这回大作家的脑洞倒是并不难猜,因为杰克在回警局的路上就想到过了,“《天桥》杂志只是‘艾丽雅斯·克拉克出版社’的业务之一,就算直接倒闭对于集团战略的影响也微乎其微。
而且我已经确认过了,所谓的业务调整无非就是在‘LUNE’APP上增设一个时尚相关的社区,在提升杂志影响力的同时,借此吸引女性时尚群体入驻而已。

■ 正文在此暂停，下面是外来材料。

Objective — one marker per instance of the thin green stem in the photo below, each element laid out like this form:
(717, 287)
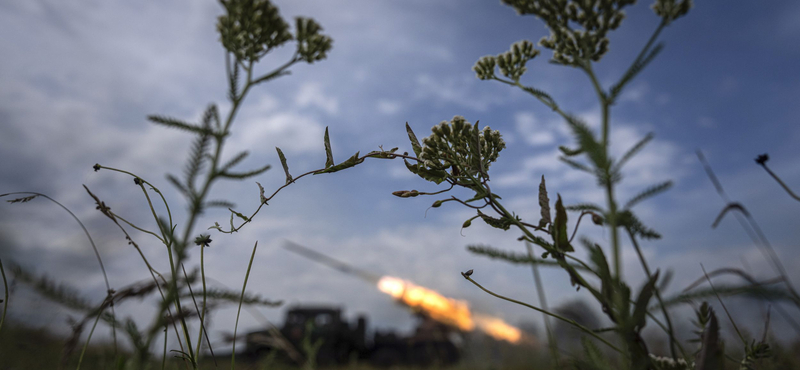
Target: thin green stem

包括我们之前在摄影棚中看到的那个‘绝赞五人’选秀节目也是其中的一环,观众们可以在APP上进行投票,选出自己最喜欢的设计师,但节目本身都是有剧本的。”
“你是说那些精彩的撕逼日常都是设定好的剧本?”卡塞尔一脸受伤的表情,“该死,我原本还挺看好那个叫做优米的设计师,虽然在见到本人之后不出意外发现他真就是个GAY。”
“你是说那个戴软边帽的矮胖亚裔男?”杰克回忆了一下之前在摄影棚见到的那一幕,情不自禁打了个寒颤,“优米算是个日本名字吗?”
“谁知道呢?”卡塞尔抬起手腕看了眼时间,“哦,我该去接亚历克西丝了,地狱厨房新开的那家西班牙餐厅晚餐非常难约,我们都期待很久了。”
“我也该回报社了。”安迪也适时提出告辞。
她眼下不过是个实习记者而已,眼看这个案子一时半会儿也跟不完,自己手头的工作也不敢全部放下。
于是当凯文和埃斯波西托带着一个黑人壮汉匆匆赶回警局的时候,只见到了杰克和贝克特二人。
他们花了大半天时间,终于在皇后区一家经营着某些灰色生意的安保产品商店内查到了那个窃听器的买家,并直接将传讯到了第12分局。
“詹姆斯·卡瓦纳夫,退役军人,《天桥》的安保队长。”埃斯波西托看着凯文将黑人壮汉请进了审讯室,说出了对方的身份。